Second, that belief rests upon another belief, namely, that men and women are the same, that there are no distinct characteristics apart from anatomy. If you doubt me, then you haven’t given much thought to what is behind all the gender identity arguments that have arisen since the same-sex marriage debate began. [...]
So, the first dilemma same-sex marriage advocates face is whether they are willing to come right out and say for all to hear that (i) they believe men and women are interchangeable when it comes to what a child needs and (ii) they believe that because they also believe there are no differences between the sexes.
Fowler’s bluff is easy to call. What makes any couple “complementary” is their ability to love and care for each other and build a life together. Heterosexual couples are not more “complementary” because of their genitalia or their gender, nor are gay couples any less “complementary” because of theirs. If gays and lesbians were more compatible with people of the opposite sex, then they wouldn’t be gay or lesbian.

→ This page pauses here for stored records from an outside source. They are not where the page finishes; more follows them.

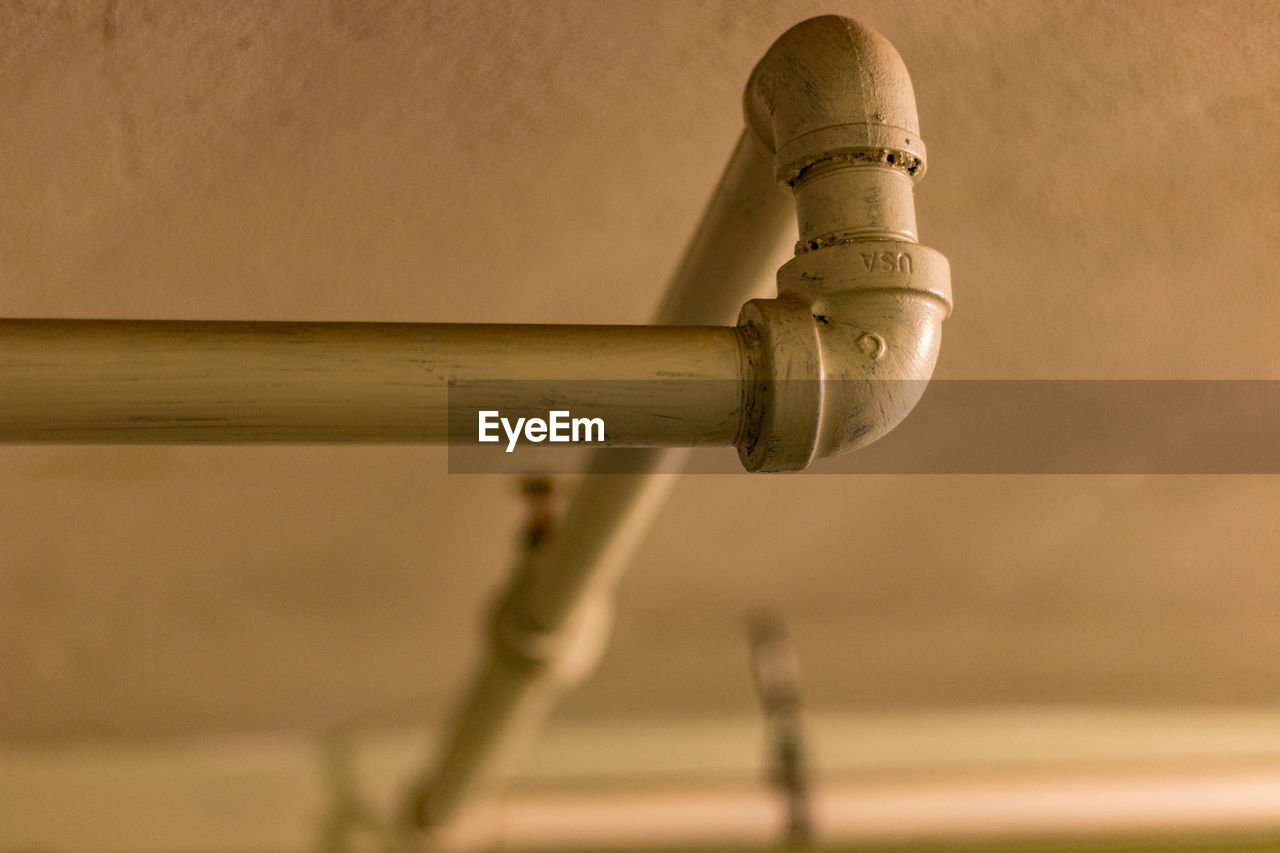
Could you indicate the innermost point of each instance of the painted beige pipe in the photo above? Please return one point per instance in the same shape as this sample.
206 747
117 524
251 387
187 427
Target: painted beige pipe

And whatever differences Fowler might believe impact children are irrelevant, at least according to every study of children being raised by committed same-sex couples. Those children have no trouble understanding gender or their own identities; in fact, some studies suggest that they have increased awareness specifically because of their unique families. What matters to the well-being of children is how committed their parents are to the family, regardless of their gender make-up.
Fowler attempts to make a final jab in his post on behalf of children, but uses a laughably backward reference:
The second dilemma is Collegedale’s. Having embraced same-sex marriage, the City of has to explain why, in the words of Supreme Court Justice Anthony Kennedy in the recent marriage decision, it is willing to “humiliate” the children of certain types of employees.
Kennedy was writing specifically about how marriage inequality humiliates the children already being raised by same-sex couples by making it more difficult for them to “understand the integrity and closeness of their own family.” Collegedale is the one city in Tennessee that actually wants to protect those children, a concept a bully like Fowler seems quite confused about.